Liselotte Welskopf-Henrich, die Indianer & Kerstin Groeper

Liselotte und ich

Gedanken zum 120 Geburtstag einer tollen Autorin

Kerstin Groeper

Sie gehen mir nie aus dem Kopf: Die Geschichten um Harka – Inyan-he-yukan – Tokei-Itho und sein Volk. Was habe ich diese Bücher geliebt! Als Kind war ich stets „Uinonah“, wenn wir Indianer gespielt haben. Neben unserer Neubausiedlung gab es ein paar Felder und mitten drin ein paar hohe Laubbäume, unter denen wir immer unser Lager aufschlugen. Heute steht dort die Feuerwache München-Obermenzing.

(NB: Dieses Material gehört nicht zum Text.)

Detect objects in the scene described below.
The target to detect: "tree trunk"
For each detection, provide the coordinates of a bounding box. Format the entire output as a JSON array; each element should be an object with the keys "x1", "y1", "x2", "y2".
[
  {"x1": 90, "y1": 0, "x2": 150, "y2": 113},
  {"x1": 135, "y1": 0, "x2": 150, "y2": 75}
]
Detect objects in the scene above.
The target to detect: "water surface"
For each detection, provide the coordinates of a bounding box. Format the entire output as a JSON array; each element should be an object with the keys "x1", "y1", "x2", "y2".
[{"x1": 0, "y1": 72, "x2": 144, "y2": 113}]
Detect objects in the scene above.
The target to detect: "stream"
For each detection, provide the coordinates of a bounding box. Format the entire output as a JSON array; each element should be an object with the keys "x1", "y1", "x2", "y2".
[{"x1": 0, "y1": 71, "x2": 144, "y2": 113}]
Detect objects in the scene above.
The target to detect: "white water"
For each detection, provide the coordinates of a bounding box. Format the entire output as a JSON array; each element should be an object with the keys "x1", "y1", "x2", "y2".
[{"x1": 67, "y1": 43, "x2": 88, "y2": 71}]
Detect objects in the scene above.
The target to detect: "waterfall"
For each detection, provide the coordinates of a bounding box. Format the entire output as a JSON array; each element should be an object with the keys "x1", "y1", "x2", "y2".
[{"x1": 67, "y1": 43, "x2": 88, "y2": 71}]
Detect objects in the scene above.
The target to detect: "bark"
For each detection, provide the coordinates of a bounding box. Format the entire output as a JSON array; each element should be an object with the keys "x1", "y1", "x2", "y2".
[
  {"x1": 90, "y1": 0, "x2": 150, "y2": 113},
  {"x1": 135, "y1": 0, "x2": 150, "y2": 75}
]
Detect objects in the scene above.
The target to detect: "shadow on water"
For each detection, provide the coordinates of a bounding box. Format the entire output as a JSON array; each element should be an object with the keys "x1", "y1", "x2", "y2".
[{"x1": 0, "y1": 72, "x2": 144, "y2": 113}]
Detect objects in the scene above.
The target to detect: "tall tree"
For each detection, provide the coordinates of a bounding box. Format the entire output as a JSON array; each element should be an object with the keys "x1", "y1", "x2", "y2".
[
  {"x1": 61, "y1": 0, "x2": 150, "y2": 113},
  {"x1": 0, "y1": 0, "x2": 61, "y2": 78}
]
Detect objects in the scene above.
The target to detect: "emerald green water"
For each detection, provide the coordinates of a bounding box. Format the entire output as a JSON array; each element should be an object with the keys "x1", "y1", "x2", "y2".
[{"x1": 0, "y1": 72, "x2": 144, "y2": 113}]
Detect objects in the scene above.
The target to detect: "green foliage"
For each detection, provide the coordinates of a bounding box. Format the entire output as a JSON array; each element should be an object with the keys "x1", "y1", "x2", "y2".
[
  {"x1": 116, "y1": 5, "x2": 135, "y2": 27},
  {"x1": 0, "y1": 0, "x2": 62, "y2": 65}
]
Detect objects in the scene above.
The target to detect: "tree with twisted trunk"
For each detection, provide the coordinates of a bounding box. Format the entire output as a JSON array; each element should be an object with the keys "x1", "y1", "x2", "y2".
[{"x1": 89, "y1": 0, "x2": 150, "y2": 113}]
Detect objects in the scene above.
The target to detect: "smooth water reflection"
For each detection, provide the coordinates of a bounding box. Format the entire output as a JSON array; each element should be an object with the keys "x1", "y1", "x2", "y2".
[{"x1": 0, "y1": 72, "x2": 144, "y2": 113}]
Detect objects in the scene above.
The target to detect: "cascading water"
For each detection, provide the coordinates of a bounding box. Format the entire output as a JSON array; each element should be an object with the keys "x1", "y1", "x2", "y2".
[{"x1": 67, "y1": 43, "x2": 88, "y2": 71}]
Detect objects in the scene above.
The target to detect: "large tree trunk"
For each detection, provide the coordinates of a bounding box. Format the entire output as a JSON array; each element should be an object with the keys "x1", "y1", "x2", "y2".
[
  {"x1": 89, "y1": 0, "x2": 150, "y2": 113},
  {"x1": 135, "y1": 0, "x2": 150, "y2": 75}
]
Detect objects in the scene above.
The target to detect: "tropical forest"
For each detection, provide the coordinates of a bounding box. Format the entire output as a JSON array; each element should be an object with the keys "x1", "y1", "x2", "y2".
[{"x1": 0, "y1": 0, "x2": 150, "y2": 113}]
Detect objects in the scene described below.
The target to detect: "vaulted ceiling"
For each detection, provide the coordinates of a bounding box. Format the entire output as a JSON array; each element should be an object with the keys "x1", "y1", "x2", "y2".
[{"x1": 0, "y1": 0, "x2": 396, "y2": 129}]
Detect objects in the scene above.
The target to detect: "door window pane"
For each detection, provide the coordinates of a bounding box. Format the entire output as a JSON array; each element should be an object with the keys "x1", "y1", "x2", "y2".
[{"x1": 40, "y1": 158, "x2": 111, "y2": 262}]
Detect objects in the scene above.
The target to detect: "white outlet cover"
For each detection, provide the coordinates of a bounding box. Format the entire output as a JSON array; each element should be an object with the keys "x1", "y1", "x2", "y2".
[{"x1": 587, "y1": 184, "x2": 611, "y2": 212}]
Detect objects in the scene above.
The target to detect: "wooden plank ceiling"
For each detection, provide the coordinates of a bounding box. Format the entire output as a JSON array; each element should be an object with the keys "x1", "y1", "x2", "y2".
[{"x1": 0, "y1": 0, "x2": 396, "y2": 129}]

Aber damals gruben wir Kartoffeln aus, pflückten Maiskolben und verbrachten den ganzen Sommer unter diesen Bäumen, um „Harka“ zu spielen – am liebsten die Geschichte, in der er als junger Häuptling über den Missouri flüchtet. Die Soldaten stellten wir uns vor – und gingen vor eingebildeten Kugeln in Deckung. Manchmal durfte einer der Jungen der Schwarzfußhäuptling Donner-vom-Berge sein, den wir dann gefangen nahmen. Selbstverständlich wechselte er auf unsere Seite und unterstützte uns im Kampf gegen die Soldaten. Manchmal heiratete ich ihn auch und meine Puppe – in eine selbstgebastelte indianische Wiege gebettet – war unser Baby. Ich war überhaupt recht geschickt, wenn es darum ging, meine Stammesmitglieder mit fantasievoller Kleidung auszustatten. Stirnbänder wurden gehäkelt, Lendenschurze aus rotem Stoff geschnitten und Mokassins aus Lederresten genäht. Sie hielten nur nie recht lange. Doch an den Geschmack der Kartoffeln, die wir im Feuer garten, erinnere mich heute noch. An meine Verletzung am Arm, die ich erhielt, als Donner-am-Berge doch mal die Flucht gelang, erinnere ich mich auch. Wir hatten Harald, den Sohn des Hausmeisters, gefangengenommen, als er unser Lager ausspähte, und meine Stammesbrüder hatten vergessen, ihm das Messer abzunehmen. Nachdem wir nicht so viele Kinder waren, musste ich auf ihn aufpassen – war aber auch mit dem Feuerhüten beschäftigt. Als ich ein Geräusch hinter mir hörte, wirbelte ich herum – und bekam das Messer in den Arm. Donner-am-Berge wollte eigentlich an mir vorbeistechen – und hatte nicht mit meiner schnellen Bewegung gerechnet. Was tun? Das schöne Spiel unterbrechen und nach Hause gehen? Das kam gar nicht in Frage! Harald versorgte meine Wunde mit einem Taschentuch und einem Stück Schnur – wurde von den Männern meines Stammes wieder überwältigt, als sie von der „Jagd“ zurückkehrten, und schließlich als „Blutsbruder“ aufgenommen, weil er nicht geflohen, sondern mir geholfen hatte. Die Blutsbrüderschaft wurde tatsächlich mit einem Messer vollzogen.